Seven Ages Of Man by William Shakespeare
One of the most well-known poems of William Shakespeare, a great English poet and playwright, describing the circle of human life. Shakespeare ingeniously compares the periods of life to theater plays, where actors – people – play their roles until they go away from the stage forever.
Seven Ages Of Man
BY WILLIAM SHAKESPEARE
All the world’s a stage,
And all the men and women merely players,
They have their exits and entrances,
And one man in his time plays many parts,
His acts being seven ages. At first the infant,
Mewling and puking in the nurse’s arms.
Then, the whining schoolboy with his satchel
And shining morning face, creeping like snail
Unwillingly to school. And then the lover,
Sighing like furnace, with a woeful ballad
Made to his mistress’ eyebrow. Then a soldier,
Full of strange oaths, and bearded like the pard,
Jealous in honour, sudden, and quick in quarrel,
Seeking the bubble reputation
Even in the cannon’s mouth. And then the justice
In fair round belly, with good capon lin’d,
With eyes severe, and beard of formal cut,
Full of wise saws, and modern instances,
And so he plays his part. The sixth age shifts
Into the lean and slipper’d pantaloon,
With spectacles on nose, and pouch on side,
His youthful hose well sav’d, a world too wide,
For his shrunk shank, and his big manly voice,
Turning again towards childish treble, pipes
And whistles in his sound. Last scene of all,
That ends this strange eventful history,
Is second childishness and mere oblivion,
Sans teeth, sans eyes, sans taste, sans everything.
Analysis of William Shakespeare’s “Seven Ages Of Man”
The poem “Seven Ages of Man” is a part of the comedy “As you like it” written by William Shakespeare. It is a speech of a philosopher Jacques talking to Duke Senior.
This poem is one of the most famous works of Shakespeare due to its first phrase “All the world’s a stage”. The author compares the world with a stage and every living person is described as an actor, who plays seven different plays on that stage. The descriptions of every stage are brief but very lively and colorful through precisely chosen figures of speech.

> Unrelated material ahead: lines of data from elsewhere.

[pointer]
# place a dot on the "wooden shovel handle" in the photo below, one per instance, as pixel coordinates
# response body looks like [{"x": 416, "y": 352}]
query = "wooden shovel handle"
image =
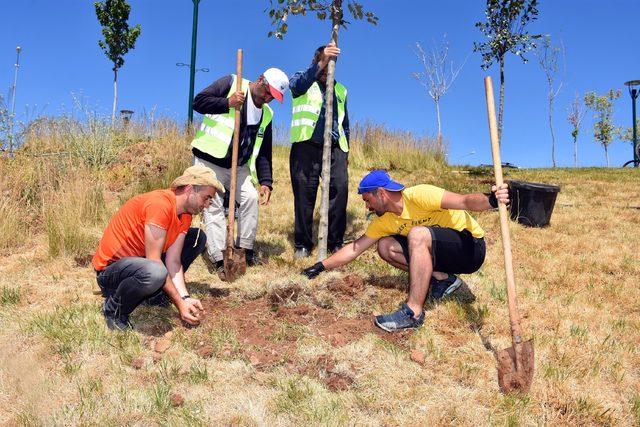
[
  {"x": 514, "y": 317},
  {"x": 234, "y": 156}
]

To illustrate his point, Shakespeare uses seven examples of common actions that man does during his life. The first one is an infant, who cries in the arms of his nurse, than he grows to a schoolboy trying to skip the school. The third stage is an enamored young man, lovesick and composing a ballad to his love. Next one is a grown-up soldier, ambitious, devoted to his vows and short-tempered. Later a soldier retires and becomes a judge, using all the wisdom of his age. The sixth actor is shown aging, in his home clothes, losing the sharpness of mind and strength of body. The last age of man is returning to the infant state, losing one’s sight, ability to taste and hear and slowly going into oblivion.
“Seven Ages of Man” is written in free verse and using the narrative style. The poem is rich in metaphors. They start appearing from the very first phrase where the world is compared to a stage and people to actors on it. The author also uses simile to enhance his message and make the description more vivid. The examples are “creeping like snail” (about a schoolboy who unwillingly goes to school) or “sighing like furnace” (about an emotional and excited young man in love).
The last phrases of the poem emphasize the point that life makes a full circle. The author deliberately names it “second childishness” to make this comparison clearer.